Within a moment I’m over the edge into the open air. Slowly spinning I can see the small ledge spread out far below me. 

  
It’s surreal how beautiful the surroundings are. The sheer granite face of Tahquitz Rock is stained in dark streaks with thousands of years of rain flow. The rock is so massive it dwarfs you into insignificance. I glance at Suicide Rock looming across the valley, the gulf filled with deep green pine from wall to wall. Wind gusts swell in waves, then subside, bringing the dark clouds closer with every minute. 

I glance back down at the approaching ledge, readying myself to land upright and secure an anchor as quickly as possible. 

Suddenly I’m jerked to a stop. 

The ledge pulls sharply away as I pendulum, swinging backwards wildly as Kevin expertly peels the bird away from the face of Tahquitz. A sudden change in the wind has put the helicopter at risk of crashing into the rock. 

The air crew reels me back in. As Manny pulls me back into the helicopter I give him a thumbs up:  I’m good to go for another round. He swings his microphone up from his face to yell in my ear. “The wind’s too rough right now to get so close. We’re going to have to lower you in below the ledge. You’ll have to climb up.” I give him another thumbs up. 

Kevin edges the bird in again. I head out the door and Manny lowers me into the cold buffeting of the rotor wash. The trip down is short.  Before I know it my hand snags onto an outcropping about 40 ft below the ledge. I take time to secure a grip on the rough surface before I unclip from the hoist. 

Star-9 pulls away from the rock and circles the valley once before pulling into a closer hover. Kevin has managed to compensate for the roughening wind and maintain a stable position directly over the target ledge. Mountain flying is one of the most unpredictable and dangerous forms of piloting and Kevin is one of the best there is. Craig’s form appears at the door and swings down into the open air.  As he lowers, I begin to climb.

Once we are both on the ledge we briefly greet the CDF crew. With darker clouds gathering in the valley just below us, Star-9 wastes no time in lowering the litter. It pendulums its way to us. I manage to snag an edge and bring it in to the widest part of the ledge before unclipping it. Manny’s voice over the radio, “Those clouds are moving in. We’ll be back in got 20 minutes”. Star-9 heads back to Keenwild to conserve fuel. 

I climb alone up to site of the accident to take pictures of the subject for the coroner. Once I finish, Craig and the CDF crew make their way up with our packs. We work to quickly, yet carefully package our subject into the waiting litter. I pull the part of my mind that recognizes him back and shove it in a dark corner. Deal with it later. I’m focused on what needs to be done. Making sure that he has all of his gear, picking up his broken sunglasses and placing them gently by his side in the bagl. 

The helicopter is already hovering as we finish the last details of packaging. One last zip. I close my eyes for a second and breathe deep.

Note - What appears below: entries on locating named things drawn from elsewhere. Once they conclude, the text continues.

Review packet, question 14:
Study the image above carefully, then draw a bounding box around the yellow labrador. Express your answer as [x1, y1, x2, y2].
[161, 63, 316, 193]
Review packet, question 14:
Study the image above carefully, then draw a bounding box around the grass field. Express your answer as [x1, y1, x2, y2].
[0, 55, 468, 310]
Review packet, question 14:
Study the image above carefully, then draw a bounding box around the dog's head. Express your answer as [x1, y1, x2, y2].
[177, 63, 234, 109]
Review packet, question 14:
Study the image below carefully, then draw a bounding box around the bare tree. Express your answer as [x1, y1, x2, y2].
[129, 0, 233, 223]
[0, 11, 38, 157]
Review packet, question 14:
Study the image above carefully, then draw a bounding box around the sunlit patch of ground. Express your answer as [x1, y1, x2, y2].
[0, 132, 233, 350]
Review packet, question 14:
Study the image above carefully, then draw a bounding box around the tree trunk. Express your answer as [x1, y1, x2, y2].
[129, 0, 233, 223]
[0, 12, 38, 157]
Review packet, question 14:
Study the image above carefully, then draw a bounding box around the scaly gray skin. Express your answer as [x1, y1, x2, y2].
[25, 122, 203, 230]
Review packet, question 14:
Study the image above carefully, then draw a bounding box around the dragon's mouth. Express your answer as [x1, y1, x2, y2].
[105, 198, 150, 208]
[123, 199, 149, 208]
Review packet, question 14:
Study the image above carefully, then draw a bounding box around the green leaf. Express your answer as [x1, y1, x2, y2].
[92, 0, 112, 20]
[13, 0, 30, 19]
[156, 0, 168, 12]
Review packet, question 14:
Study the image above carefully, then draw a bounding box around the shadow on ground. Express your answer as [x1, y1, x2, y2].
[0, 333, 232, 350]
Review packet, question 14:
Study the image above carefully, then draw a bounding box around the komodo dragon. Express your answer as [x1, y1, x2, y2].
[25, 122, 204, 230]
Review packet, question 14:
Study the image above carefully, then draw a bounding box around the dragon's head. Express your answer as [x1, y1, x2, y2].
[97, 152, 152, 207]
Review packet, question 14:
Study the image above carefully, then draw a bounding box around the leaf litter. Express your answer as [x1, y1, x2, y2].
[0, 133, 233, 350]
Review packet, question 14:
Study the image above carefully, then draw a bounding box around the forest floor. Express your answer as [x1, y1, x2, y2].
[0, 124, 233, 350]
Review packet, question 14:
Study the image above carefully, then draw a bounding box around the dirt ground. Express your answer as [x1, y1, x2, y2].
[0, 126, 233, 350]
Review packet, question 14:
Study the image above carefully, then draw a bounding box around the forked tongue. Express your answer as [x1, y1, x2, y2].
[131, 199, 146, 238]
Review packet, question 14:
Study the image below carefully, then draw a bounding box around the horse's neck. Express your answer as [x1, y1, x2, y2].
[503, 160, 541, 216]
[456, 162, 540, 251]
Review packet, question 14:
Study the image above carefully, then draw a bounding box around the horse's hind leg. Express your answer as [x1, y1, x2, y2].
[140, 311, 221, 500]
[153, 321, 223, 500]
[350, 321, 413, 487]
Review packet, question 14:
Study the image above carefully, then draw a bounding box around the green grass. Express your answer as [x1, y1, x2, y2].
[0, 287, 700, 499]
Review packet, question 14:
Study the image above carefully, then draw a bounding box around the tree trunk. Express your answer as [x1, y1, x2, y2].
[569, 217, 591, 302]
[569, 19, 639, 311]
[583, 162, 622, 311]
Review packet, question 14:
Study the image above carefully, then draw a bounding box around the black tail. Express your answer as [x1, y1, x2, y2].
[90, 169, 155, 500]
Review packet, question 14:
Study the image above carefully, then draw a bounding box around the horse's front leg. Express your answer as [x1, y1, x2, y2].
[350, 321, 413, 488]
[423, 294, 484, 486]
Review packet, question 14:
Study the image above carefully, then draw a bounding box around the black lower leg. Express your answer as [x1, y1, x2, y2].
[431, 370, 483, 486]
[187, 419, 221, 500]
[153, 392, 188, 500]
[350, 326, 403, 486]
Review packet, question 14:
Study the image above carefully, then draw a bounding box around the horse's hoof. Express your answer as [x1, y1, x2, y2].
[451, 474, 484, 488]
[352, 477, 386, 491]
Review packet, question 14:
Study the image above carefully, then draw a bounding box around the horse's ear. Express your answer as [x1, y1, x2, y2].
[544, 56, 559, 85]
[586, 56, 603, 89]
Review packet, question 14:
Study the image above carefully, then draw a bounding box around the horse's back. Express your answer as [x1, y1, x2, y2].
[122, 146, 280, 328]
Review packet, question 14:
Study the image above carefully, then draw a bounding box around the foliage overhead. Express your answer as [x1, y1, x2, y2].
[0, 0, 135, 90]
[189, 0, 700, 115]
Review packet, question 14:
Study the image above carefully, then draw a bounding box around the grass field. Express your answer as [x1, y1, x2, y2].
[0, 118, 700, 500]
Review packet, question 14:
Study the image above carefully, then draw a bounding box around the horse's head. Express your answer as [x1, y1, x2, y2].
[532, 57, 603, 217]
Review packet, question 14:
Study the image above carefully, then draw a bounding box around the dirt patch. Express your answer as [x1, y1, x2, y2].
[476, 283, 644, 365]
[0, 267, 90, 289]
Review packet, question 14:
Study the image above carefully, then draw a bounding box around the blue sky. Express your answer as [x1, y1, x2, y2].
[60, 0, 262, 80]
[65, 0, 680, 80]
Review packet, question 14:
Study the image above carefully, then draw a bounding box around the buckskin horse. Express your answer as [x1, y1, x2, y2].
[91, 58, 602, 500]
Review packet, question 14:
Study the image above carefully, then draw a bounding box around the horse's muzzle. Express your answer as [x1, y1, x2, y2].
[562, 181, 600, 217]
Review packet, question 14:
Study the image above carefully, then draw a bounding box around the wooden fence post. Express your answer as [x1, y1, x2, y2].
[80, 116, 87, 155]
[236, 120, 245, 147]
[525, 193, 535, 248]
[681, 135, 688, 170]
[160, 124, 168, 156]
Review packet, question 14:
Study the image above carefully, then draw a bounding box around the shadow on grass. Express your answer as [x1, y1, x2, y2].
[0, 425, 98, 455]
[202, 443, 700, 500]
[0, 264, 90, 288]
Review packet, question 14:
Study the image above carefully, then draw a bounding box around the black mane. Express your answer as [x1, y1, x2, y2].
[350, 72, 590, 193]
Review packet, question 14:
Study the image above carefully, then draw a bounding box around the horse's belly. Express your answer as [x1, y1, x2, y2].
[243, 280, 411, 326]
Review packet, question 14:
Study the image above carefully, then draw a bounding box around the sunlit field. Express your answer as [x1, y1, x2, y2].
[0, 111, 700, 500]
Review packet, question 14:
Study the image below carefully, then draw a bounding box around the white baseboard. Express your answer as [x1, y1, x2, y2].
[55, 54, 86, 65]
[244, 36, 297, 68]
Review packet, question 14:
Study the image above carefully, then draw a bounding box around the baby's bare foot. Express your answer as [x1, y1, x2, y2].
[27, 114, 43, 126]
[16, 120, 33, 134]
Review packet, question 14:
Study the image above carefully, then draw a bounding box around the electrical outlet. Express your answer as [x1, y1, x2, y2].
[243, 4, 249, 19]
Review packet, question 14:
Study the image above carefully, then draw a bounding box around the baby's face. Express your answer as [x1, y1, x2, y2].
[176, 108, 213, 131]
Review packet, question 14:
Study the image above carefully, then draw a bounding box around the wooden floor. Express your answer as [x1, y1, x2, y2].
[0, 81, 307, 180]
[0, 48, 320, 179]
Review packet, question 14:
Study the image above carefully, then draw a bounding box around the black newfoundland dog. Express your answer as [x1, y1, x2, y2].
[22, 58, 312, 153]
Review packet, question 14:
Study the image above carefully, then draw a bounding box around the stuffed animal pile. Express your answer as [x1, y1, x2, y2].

The bag is closed, buckles locked, ready to go. 

Craig radios in to the bird “Ready to hoist”. Manny’s on it right away. The hoist swings precariously at the edge of our reach, then swings right in the sweet spot. Craig grabs it, the CDF crew holds up the spider and I clip it in. An exaggerated hand signal and the litter swings up and away with our subject. As it reaches the bird I pull the tag line and the helicopter swings to the South.  

I breath out a heavy sigh of deep relief. Lucas is going home. 

Within minutes Star-9 is back for us. A quick set of hoists and we’re safe back in the arms of the Aviation Unit. As we fly away I look out into the darkening pine covered valleys and say a quiet prayer in memory of Lucas.